Fivemind is a land management and bushfire mitigation tool. Using Satellite imagery, the tool automatically detect changes in vegetation and human built structures within specific terrestrial areas. These change observations are combined with terrain and climate data to produce a spatial risk assessment. Land Managers and Fire Authorities can then capture and evaluate higher resolution imagery of areas of concern by deploying UAVs or Drones over flight paths generated by the tool.
Less bushfire and greater crop yields can be achieved by monitoring vegetation more closely – computer vision and machine learning processes are generally more precise than the traditional masking methods. NVDI provides general trends across large areas, where as computer vision can identify specific places of change and group associated causes.
Fivemind consists of a satellite imagery pipeline and a web app interface. The pipeline called Spacelab processes imagery bands made available by Sentinel-2 multi-spectral instruments. It's main purposes is to create NVDI and EVI vegetation masks, NRG false colour images and gradient histograms. The role of the web interface is to easily identify risk level by colour code and create Drone missions across land areas of interest.

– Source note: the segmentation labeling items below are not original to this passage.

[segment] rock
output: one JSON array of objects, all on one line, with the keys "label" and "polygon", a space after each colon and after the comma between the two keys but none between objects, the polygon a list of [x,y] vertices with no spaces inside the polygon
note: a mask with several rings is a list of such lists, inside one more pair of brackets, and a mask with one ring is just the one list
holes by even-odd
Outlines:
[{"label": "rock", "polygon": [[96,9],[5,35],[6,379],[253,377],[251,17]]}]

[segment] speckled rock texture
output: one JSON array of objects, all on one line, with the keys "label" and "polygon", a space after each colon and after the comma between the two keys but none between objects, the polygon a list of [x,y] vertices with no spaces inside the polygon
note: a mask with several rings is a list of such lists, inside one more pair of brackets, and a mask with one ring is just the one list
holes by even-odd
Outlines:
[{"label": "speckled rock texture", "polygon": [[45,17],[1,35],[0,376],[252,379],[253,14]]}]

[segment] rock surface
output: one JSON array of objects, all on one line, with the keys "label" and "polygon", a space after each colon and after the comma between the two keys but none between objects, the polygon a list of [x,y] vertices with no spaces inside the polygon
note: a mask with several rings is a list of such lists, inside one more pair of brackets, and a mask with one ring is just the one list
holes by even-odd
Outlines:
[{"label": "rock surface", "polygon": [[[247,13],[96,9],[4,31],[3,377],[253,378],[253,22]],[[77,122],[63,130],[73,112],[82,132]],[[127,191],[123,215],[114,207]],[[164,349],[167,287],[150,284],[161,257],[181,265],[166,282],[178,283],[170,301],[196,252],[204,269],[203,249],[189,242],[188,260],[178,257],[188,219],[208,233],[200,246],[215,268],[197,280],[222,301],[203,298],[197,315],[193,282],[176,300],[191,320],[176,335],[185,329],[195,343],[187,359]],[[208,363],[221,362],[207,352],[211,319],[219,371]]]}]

The project uses machine learning and computer vision technologies in a number of ways. A TSP variation of a Self Organising Feature Map is used to calculate near-optimal Drone flight paths from selected way points. The map algorithm is also used to group land areas with similar feature values. Histogram of Gradient descriptors and radial RANSAC detect vegetation and surface changes over time.
The generated flight path is downloadable and compatible with DJI flight quad copters and drones.